Landscape Recovery, the third arm of ELM, has the greatest potential to deliver public good and value for money. But it’s being starved of budget and rationed to just a few farmers: just £12 million was paid through the scheme last year, less than half a per cent of the budget. Because it’s being kept so small, it will only be able to deliver just 2.5 to five per cent of the UK-wide emissions cuts needed from land during 2023 to 2032. Landscape Recovery schemes have been oversubscribed: farmers and land managers want to get involved, but Defra’s not letting them.
ELM needs reform to live up to its promise
If Defra wanted to achieve the vision behind ELM, it could. But payments for new woodland, wetland (particularly on peat) and other semi-natural habitats must be urgently scaled up so the least productive ten per cent of land in England can be managed for environmental benefit by 2030. This would deliver England’s full land-based contribution towards net zero in every year for the next 15 years. That would require opening up Landscape Recovery to any farmer who wants to join the scheme rather than rationing it and changing what Countryside Stewardship is paying for. It would mean accepting that the Sustainable Farm Incentive, as the lowest value for money strand of ELM, shouldn’t dominate, as it has over the past three years.
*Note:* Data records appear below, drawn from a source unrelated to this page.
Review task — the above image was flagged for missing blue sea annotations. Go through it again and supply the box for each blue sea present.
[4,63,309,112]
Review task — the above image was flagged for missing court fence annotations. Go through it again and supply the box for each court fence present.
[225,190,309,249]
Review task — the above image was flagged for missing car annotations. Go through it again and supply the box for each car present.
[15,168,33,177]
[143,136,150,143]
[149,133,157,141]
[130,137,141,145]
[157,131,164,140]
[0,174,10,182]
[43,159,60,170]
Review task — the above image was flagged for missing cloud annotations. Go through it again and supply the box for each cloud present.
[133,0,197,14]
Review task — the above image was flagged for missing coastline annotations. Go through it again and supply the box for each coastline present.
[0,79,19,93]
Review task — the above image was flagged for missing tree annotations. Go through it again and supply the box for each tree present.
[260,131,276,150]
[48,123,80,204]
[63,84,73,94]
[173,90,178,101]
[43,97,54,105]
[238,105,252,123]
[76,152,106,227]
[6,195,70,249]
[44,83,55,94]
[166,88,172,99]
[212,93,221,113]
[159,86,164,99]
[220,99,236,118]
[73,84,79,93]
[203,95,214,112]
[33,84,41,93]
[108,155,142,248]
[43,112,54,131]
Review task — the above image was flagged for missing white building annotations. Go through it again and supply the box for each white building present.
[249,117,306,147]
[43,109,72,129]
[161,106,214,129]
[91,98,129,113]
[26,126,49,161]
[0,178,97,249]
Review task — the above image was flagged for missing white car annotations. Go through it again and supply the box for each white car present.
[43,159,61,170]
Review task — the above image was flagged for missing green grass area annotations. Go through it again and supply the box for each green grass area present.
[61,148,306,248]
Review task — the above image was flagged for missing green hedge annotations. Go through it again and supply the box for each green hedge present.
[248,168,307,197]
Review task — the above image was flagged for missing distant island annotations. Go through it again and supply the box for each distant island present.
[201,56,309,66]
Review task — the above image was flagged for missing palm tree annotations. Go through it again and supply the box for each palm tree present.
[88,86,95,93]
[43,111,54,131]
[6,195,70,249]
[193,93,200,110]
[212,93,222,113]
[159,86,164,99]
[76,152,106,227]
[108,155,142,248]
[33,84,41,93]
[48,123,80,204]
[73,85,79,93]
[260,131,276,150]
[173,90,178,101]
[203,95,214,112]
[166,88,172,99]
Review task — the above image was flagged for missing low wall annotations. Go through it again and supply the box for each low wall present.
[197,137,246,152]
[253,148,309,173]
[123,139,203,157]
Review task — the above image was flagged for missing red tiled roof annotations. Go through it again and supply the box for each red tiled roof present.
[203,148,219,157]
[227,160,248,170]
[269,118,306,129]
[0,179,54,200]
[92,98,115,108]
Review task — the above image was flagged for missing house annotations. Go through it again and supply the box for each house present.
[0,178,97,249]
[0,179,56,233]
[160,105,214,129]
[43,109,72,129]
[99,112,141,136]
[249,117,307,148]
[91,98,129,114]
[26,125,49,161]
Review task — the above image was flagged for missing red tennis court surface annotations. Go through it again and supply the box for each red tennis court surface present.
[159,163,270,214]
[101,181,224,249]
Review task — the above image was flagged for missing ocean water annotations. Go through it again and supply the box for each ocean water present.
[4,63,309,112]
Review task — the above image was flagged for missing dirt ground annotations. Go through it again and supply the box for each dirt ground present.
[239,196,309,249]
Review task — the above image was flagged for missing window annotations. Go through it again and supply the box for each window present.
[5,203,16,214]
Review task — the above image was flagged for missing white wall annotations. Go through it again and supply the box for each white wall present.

We are publishing new research soon which shows that doing this would dramatically increase farm incomes in the least productive areas, supporting struggling farmers, as well as help to address the climate crisis, which is good politics. After all, 74 per cent of people are worried about climate change. It’s late, but over the next 15 months, the government could still give us the ELM we were promised.